Popular Now

Vivo Y31T 5G Resmi Meluncur, Bisa Foto di Bawah Air hingga 1,5 Meter

Libur Main GTA VI Dibayar Masa Dinas: Antusias Game Besar Sampai ke Militer AS

Menyesap Romantisme dan Aroma Kolonial di Senja Kota Lama Semarang

AI Mengubah Valorant: Masa Depan Game dan Kekhawatiran Job Loss

Bayangkan, dulu bikin karakter game itu susahnya minta ampun, kayak ngerjain skripsi. Sekarang? Cukup ketik beberapa kata, langsung muncul empat pilihan desain dalam 60 detik. Ini bukan sulap, ini berkat AI. Tapi, apakah ini berkah atau justru bikin pengangguran massal di kalangan artist?

AI: Senjata Baru di Gudang Senjata Industri Game?

Industri game, yang katanya sih kebal resesi, ternyata juga nggak bisa menghindar dari serbuan teknologi AI. Bukan cuma buat bikin grafis makin ciamik, tapi juga buat bikin karakter, scene, sampai alur cerita.
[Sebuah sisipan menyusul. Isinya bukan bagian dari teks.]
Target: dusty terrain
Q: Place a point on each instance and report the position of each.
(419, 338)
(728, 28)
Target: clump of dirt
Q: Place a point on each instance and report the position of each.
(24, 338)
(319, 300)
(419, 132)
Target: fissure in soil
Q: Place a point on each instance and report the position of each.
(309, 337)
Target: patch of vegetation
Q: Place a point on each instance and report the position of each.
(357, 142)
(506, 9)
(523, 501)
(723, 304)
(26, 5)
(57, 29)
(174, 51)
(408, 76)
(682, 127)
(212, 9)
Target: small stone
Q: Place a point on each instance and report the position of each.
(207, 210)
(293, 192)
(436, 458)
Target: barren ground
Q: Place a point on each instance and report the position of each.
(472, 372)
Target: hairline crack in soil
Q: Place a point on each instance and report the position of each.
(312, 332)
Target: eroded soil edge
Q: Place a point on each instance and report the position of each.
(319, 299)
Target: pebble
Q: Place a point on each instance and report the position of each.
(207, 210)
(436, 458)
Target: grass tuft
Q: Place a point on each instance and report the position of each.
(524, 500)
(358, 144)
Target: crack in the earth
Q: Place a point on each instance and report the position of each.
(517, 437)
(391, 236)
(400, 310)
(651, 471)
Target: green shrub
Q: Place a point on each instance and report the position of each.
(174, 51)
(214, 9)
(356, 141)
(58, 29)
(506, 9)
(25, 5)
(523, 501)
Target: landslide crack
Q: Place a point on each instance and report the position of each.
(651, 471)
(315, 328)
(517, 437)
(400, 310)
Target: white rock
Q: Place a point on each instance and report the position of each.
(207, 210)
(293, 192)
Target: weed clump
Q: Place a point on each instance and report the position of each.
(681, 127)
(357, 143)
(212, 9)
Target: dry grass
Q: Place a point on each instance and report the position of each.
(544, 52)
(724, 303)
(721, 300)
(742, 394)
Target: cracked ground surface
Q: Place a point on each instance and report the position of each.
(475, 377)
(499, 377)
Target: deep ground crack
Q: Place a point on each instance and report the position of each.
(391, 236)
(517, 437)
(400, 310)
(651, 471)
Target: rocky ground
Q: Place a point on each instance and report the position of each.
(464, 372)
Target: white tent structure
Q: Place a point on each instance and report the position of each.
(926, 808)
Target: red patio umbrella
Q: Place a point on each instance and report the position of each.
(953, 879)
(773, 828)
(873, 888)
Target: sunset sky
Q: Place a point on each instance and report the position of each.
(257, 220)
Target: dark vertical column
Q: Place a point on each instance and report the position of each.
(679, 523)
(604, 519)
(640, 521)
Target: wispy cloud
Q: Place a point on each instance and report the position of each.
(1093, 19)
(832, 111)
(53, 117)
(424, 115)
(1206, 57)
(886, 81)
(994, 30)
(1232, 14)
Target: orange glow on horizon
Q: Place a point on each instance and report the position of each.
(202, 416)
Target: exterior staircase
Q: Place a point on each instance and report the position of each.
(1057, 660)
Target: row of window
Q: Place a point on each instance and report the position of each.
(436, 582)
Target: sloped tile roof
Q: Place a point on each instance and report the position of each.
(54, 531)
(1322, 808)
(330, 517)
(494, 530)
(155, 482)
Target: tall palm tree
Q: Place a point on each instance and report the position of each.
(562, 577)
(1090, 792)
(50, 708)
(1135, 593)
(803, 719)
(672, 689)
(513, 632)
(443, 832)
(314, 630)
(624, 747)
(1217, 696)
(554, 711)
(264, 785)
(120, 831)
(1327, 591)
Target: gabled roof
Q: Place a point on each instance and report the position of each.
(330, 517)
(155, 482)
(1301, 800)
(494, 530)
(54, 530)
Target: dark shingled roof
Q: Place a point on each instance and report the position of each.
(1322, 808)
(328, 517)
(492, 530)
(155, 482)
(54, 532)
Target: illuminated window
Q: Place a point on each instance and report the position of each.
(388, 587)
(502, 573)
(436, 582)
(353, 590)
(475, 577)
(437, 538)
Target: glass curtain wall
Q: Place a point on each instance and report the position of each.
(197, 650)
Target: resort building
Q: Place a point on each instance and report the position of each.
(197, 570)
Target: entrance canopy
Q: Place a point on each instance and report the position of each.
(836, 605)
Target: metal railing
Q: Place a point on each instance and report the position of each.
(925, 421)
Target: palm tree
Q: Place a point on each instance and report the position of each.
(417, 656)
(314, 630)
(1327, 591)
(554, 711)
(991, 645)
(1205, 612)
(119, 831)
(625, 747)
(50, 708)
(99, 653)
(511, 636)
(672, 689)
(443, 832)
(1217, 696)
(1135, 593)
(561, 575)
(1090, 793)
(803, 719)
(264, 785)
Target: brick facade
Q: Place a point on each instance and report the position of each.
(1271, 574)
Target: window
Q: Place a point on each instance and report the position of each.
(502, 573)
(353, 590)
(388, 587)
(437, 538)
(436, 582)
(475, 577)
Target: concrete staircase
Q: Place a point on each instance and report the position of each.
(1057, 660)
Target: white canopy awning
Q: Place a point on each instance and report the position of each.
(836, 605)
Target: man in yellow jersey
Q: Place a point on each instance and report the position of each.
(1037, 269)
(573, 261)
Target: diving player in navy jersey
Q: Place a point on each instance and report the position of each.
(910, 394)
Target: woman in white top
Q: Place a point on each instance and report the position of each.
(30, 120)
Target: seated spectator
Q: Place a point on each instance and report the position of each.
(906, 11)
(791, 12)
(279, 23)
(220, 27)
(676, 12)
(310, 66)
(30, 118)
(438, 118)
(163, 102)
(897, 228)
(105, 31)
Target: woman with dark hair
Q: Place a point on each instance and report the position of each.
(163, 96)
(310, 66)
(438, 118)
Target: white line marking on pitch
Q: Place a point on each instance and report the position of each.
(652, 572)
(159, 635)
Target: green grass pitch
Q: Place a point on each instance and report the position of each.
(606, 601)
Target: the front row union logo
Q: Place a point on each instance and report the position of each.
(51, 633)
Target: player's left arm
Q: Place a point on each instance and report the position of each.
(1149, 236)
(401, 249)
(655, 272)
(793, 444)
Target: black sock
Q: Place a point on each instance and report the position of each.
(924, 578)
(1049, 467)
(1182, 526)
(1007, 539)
Riot Games, otak di balik Valorant, kabarnya lagi getol jajal model AI buat prototype konten game. Katanya sih, lebih cepat dan efisien. Tapi, apa iya seefisien itu?
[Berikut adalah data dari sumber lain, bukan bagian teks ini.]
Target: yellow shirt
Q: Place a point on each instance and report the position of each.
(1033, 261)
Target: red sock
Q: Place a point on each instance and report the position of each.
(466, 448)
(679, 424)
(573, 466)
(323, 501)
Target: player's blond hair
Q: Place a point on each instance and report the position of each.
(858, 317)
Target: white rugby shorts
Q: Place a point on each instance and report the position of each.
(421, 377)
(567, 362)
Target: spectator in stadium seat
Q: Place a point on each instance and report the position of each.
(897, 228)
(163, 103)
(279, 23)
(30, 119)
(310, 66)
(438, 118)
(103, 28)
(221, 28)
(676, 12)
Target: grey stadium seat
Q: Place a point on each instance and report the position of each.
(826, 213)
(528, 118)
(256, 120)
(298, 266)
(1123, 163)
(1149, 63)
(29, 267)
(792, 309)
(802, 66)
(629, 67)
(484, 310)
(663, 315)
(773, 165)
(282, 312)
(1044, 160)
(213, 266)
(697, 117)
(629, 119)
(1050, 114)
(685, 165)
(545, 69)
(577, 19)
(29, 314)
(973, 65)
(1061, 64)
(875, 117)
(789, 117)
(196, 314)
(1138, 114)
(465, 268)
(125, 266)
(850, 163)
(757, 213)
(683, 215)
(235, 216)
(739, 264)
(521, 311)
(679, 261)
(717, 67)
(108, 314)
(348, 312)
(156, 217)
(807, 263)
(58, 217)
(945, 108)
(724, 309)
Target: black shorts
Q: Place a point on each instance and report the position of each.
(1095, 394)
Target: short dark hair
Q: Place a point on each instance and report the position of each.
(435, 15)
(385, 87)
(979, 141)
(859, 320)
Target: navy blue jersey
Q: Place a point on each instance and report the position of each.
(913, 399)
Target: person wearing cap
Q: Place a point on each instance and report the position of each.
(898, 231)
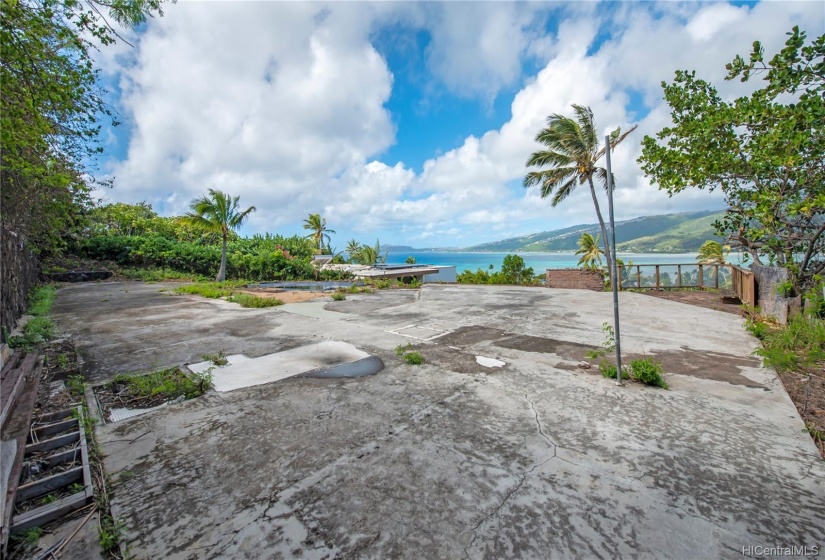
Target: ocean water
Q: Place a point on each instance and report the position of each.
(539, 261)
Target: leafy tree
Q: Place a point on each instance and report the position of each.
(513, 271)
(50, 105)
(370, 255)
(320, 232)
(712, 252)
(764, 151)
(572, 151)
(591, 253)
(219, 213)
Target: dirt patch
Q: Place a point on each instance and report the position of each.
(709, 300)
(453, 360)
(467, 336)
(561, 348)
(293, 296)
(716, 366)
(808, 394)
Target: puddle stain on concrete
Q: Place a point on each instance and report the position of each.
(715, 366)
(359, 368)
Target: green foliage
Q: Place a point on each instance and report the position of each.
(799, 344)
(765, 151)
(609, 370)
(413, 358)
(320, 232)
(212, 290)
(712, 252)
(260, 258)
(408, 355)
(218, 358)
(109, 534)
(76, 385)
(368, 255)
(50, 106)
(166, 383)
(40, 327)
(247, 300)
(648, 371)
(62, 361)
(512, 271)
(591, 253)
(572, 151)
(219, 213)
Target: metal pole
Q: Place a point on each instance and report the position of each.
(615, 280)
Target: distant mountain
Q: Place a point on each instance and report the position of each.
(670, 233)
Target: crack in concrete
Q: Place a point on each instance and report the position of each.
(522, 479)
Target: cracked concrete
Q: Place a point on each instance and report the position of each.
(538, 459)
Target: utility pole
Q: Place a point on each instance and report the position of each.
(614, 284)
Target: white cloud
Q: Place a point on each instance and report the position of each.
(284, 104)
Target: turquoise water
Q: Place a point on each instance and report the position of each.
(539, 261)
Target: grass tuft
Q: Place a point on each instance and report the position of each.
(247, 300)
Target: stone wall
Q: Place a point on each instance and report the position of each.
(770, 303)
(577, 278)
(19, 270)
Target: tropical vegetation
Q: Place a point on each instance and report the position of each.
(218, 213)
(572, 150)
(591, 253)
(764, 150)
(513, 271)
(320, 232)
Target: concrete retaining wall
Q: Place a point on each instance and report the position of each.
(577, 278)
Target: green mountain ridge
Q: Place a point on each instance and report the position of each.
(668, 233)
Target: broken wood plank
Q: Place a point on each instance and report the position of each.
(68, 456)
(84, 452)
(55, 428)
(54, 416)
(53, 443)
(48, 485)
(49, 512)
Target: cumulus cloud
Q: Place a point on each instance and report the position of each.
(285, 104)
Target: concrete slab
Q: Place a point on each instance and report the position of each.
(537, 459)
(238, 374)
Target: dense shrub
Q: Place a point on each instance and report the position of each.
(260, 258)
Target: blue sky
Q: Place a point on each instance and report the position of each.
(406, 122)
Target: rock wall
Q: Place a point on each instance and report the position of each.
(772, 304)
(19, 269)
(576, 278)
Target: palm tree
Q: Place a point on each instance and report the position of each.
(218, 213)
(318, 226)
(712, 252)
(590, 251)
(570, 160)
(352, 249)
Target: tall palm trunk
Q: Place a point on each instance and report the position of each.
(222, 272)
(607, 254)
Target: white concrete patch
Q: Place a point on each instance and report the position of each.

Tencent, raksasa teknologi dari Tiongkok, punya jagoan bernama Hunyuan (混元). Model AI ini nggak cuma bisa bikin teks, gambar, atau video, tapi juga objek 3D dan interactive scene. Kabarnya, Hunyuan ini juga dipakai buat ngembangin game lain dari Tencent, GKART, dan beberapa developer independen. Keren sih, tapi kok kayaknya ada yang disembunyikan?

Ketika Desainer Karakter Kalah Cepat dari AI

Seorang sumber anonim (yang mungkin saja mantan desainer karakter yang trauma) bilang, industri game butuh investasi gede. Dulu, buat desain karakter butuh sebulan. Sekarang, cukup ketik perintah, Hunyuan langsung kasih empat opsi dalam semenit. Ini namanya efisiensi tingkat dewa. Tapi, bayangin nasib para desainer karakter yang udah bertahun-tahun sekolah dan latihan. Apa mereka harus banting setir jadi tukang ketik?
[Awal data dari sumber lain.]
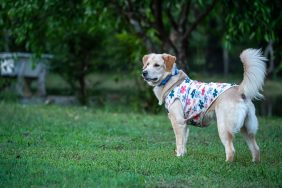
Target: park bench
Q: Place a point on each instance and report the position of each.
(25, 67)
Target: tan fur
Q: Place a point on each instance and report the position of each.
(234, 112)
(169, 61)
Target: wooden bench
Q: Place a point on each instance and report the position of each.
(25, 67)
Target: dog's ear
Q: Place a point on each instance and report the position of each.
(144, 60)
(169, 61)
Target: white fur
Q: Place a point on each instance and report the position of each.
(234, 109)
(254, 73)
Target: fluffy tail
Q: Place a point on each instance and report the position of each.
(254, 73)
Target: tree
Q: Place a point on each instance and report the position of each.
(165, 25)
(66, 29)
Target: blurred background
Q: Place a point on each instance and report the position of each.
(89, 53)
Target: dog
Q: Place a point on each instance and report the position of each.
(190, 102)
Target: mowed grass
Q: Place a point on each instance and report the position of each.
(51, 146)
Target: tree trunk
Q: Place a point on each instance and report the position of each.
(82, 96)
(225, 61)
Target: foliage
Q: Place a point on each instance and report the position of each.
(66, 29)
(251, 19)
(85, 147)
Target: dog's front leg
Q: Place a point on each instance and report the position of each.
(181, 130)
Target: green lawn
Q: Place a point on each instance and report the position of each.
(51, 146)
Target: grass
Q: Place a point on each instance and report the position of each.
(51, 146)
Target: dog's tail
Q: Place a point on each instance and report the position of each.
(254, 73)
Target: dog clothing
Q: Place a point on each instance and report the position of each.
(196, 97)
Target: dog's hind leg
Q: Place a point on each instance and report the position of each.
(180, 128)
(226, 138)
(249, 130)
(225, 134)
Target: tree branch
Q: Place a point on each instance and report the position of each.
(171, 18)
(184, 15)
(200, 18)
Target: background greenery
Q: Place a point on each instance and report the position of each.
(108, 138)
(90, 37)
(87, 147)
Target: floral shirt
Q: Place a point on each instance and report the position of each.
(196, 97)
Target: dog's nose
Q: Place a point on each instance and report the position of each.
(145, 73)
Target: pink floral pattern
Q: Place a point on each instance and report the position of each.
(196, 97)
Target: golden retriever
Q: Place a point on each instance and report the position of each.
(193, 102)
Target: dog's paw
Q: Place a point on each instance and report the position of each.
(180, 152)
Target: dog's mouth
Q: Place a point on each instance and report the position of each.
(151, 79)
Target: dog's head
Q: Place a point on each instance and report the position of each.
(156, 67)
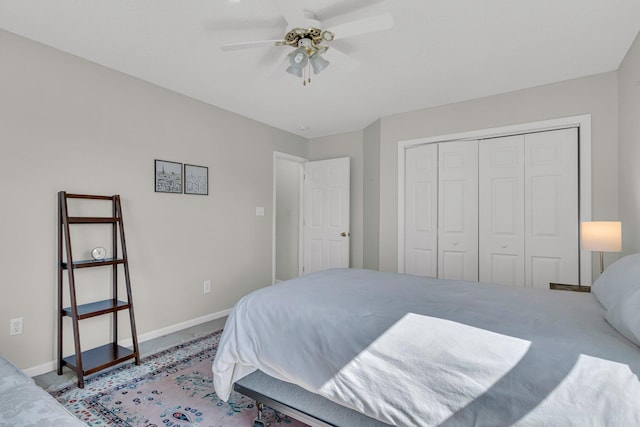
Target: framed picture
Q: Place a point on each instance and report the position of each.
(168, 177)
(196, 179)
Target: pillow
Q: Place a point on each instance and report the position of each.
(624, 316)
(620, 278)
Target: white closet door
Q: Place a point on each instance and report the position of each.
(458, 210)
(501, 210)
(551, 208)
(421, 210)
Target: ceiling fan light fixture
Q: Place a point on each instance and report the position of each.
(298, 60)
(318, 63)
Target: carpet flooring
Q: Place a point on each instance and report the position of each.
(172, 388)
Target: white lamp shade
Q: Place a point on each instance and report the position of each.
(602, 236)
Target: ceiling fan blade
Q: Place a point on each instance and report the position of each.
(248, 45)
(363, 26)
(292, 12)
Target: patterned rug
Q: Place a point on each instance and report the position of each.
(172, 388)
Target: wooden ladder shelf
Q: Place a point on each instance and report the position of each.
(87, 362)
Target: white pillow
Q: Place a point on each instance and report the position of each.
(620, 278)
(624, 316)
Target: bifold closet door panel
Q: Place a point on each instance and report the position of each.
(421, 210)
(458, 210)
(501, 211)
(551, 208)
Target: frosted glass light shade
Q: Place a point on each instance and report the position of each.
(603, 236)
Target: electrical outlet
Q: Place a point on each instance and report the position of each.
(15, 326)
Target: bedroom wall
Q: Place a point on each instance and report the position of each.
(371, 194)
(346, 145)
(69, 124)
(629, 151)
(595, 95)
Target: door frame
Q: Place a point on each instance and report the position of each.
(582, 122)
(284, 156)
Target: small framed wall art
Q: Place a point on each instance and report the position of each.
(168, 177)
(196, 179)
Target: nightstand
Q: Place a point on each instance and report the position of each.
(565, 287)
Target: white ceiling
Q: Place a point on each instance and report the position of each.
(439, 51)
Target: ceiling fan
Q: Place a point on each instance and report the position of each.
(306, 35)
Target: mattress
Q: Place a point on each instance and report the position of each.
(410, 351)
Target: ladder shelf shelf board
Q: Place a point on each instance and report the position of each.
(86, 362)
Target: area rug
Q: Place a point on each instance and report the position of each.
(172, 388)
Kabar ini jadi sinyal kuat bahwa model AI yang bisa re-create dunia fisik bakal jadi standar baru dalam desain game. Selain buat bikin konten game, AI juga bisa dipakai buat pengembangan VR/AR dan bantu robot belajar hal baru. Jadi, siap-siap aja dunia game bakal makin nggak nyata, eh, makin canggih maksudnya.

Ledakan Riset 3D Vision: Antara Game dan Self-Driving Car

Alexander Raistrick, mahasiswa Princeton yang lagi riset soal 3D content generation, bilang kalau riset soal 3D vision lagi meledak. Banyak banget aplikasi kerennya: bikin konten, self-driving car, sampai AR. Game? Jelas jadi salah satu lahan basah buat model AI 3D. Output 3D meshes itu udah kayak makanan sehari-hari buat developer game. Tinggal tunggu waktu aja sampai semua karakter game kita dibikin sama AI.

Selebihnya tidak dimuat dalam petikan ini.